Box(-8.0, 8.0, (3,), float32)

In [None]:
#(코사인, 사인, 각속도)
env.reset()

array([-0.09803687,  0.99518278,  0.35303924])

In [None]:
class OUProcess:
  def __init__(self, mu):
      self.theta, self.dt, self.sigma = 0.1, 0.01, 0.1
      self.mu = mu
      self.x_prev = np.zeros_like(self.mu)

  def __call__(self):
      x = self.x_prev + self.theta * (self.mu - self.x_prev) * self.dt + \
          self.sigma * np.sqrt(self.dt) * np.random.normal(size=self.mu.shape)
      self.x_prev = x
      return x

In [None]:
#Experience Replay (deque 대신)
class ReplayMemory:
  def __init__(self, max_size):
    self.buffer = [None]*max_size
    self.max_size = max_size
    self.index = 0
    self.size = 0

  def push(self, obj):
    self.buffer[self.index] = obj
    self.size = min(self.size+1, self.max_size)
    #max_size 넘어가면 다시 인덱스 = 0 
    self.index = (self.index+1) % self.max_size 
  
  def sample(self, batch_size):
    #배치 사이즈만큼 랜덤하게 인덱스 추출
    indices = random.sample(range(self.size), batch_size) 
    return [self.buffer[index] for index in indices]

  def __len__(self):
    return self.size

In [None]:
def prepare_training_inputs(sampled_exps, device="cpu"):
  states = []
  actions = []
  rewards = []
  next_states = []
  dones = []

  for sampled_exp in sampled_exps:
    states.append(sampled_exp[0])
    actions.append(sampled_exp[1])
    rewards.append(sampled_exp[2])
    next_states.append(sampled_exp[3])
    dones.append(sampled_exp[4])
  
  states = torch.cat(states, dim=0).float().to(device)
  actions = torch.cat(actions, dim=0).to(device)
  rewards = torch.cat(rewards, dim=0).float().to(device)
  next_states = torch.cat(next_states, dim=0).float().to(device)
  dones = torch.cat(dones, dim=0).float().to(device)
  return states, actions, rewards, next_states, dones

In [None]:
class MLP(nn.Module):
  def __init__(self, 
               input_dim:int, output_dim:int,
               hidden_act:str, out_act: str):

    super().__init__()
    self.input_dim = input_dim
    self.output_dim = output_dim
    self.hidden_act = getattr(nn, hidden_act)()
    self.out_act = getattr(nn, out_act)()

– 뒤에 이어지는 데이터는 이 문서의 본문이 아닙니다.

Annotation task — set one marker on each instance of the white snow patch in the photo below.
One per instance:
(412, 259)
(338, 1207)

    self.layers = nn.ModuleList()
    self.layers.append(nn.Linear(self.input_dim, 128))
    self.layers.append(self.hidden_act)
    self.layers.append(nn.Linear(128, 64))
    self.layers.append(self.hidden_act)
    self.layers.append(nn.Linear(64, self.output_dim))
    self.layers.append(self.out_act)

  def forward(self, xs):
    for layer in self.layers:
      xs = layer(xs)
    return xs

In [None]:
#Actor, Critic
class Actor(nn.Module):
  def __init__(self):
    super(Actor, self).__init__()

    self.mlp = MLP(input_dim=3,
                   output_dim=1,
                   hidden_act="ReLU",
                   out_act="Identity")
    
  def forward(self, state):
    return self.mlp(state).clamp(-2.0, 2.0)
  
class Critic(nn.Module):
  def __init__(self):
    super(Critic, self).__init__()

    self.q_estimator = MLP(input_dim=128,
                           output_dim=1,
                           hidden_act="ReLU",
                           out_act="Identity")

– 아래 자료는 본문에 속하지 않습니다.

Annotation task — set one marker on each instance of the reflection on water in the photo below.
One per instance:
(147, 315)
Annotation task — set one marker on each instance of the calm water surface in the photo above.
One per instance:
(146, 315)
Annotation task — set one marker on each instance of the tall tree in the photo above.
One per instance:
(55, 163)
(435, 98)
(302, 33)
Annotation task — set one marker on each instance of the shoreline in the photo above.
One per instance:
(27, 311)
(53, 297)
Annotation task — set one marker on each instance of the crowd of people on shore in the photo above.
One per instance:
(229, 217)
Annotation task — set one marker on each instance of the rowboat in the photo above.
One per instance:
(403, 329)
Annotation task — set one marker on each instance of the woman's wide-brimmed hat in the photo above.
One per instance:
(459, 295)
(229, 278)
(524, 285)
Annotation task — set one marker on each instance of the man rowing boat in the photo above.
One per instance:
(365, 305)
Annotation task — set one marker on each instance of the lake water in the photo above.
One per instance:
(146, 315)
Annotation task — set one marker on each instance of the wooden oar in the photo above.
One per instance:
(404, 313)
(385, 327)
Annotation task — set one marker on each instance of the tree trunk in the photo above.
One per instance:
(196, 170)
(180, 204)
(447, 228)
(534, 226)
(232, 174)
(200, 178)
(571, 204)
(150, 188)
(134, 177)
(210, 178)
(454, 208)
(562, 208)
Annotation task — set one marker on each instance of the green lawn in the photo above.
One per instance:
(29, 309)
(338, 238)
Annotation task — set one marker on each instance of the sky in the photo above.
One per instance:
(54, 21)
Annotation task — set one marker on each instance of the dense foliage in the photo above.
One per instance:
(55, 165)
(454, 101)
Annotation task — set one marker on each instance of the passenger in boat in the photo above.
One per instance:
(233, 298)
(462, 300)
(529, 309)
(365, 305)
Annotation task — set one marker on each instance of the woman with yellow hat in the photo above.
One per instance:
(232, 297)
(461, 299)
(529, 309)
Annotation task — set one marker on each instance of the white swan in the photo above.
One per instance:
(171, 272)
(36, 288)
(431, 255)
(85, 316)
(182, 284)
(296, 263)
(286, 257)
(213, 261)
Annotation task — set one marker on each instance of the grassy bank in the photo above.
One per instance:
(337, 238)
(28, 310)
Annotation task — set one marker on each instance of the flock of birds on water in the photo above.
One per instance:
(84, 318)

  def forward(self, s, a):
    s_vec = nn.Linear(in_features=3, out_features=64)(s)
    s_vec = nn.ReLU()(s_vec)
    
    a_vec = nn.Linear(in_features=1, out_features=64)(a)
    a_vec = nn.ReLU()(a_vec)
      
    emb = torch.cat([s_vec, a_vec], dim=-1)
    return self.q_estimator(emb)

In [None]:
class DDPG(nn.Module):
  def __init__(self,
               critic:nn.Module,
               critic_target:nn.Module,
               actor:nn.Module,
               actor_target:nn.Module,
               lr_critic:float = 0.0005,
               lr_actor:float = 0.001,
               gamma:float = 0.99):
    super().__init__()

    self.critic = critic
    self.actor = actor
    self.lr_critic = lr_critic
    self.lr_actor = lr_actor
    self.gamma = gamma

    #optimizer
    self.critic_opt = torch.optim.Adam(params=critic.parameters(), lr=lr_critic)
    self.actor_opt = torch.optim.Adam(params=actor.parameters(), lr=lr_actor)

    #target network
    critic_target.load_state_dict(critic.state_dict())
    self.critic_target = critic_target
    actor_target.load_state_dict(actor.state_dict())
    self.actor_target = actor_target

    self.criteria = nn.SmoothL1Loss()
  
  def get_action(self, state):
    with torch.no_grad():
      a = self.actor(state)
    return a
  
  def update(self, state, action, reward, next_state, done):
    s, a, r, ns = state, action, reward, next_state

    with torch.no_grad():
      target = r + self.gamma*self.critic_target(ns, self.actor_target(ns))*(1-done)
    critic_loss = self.criteria(self.critic(s, a), target)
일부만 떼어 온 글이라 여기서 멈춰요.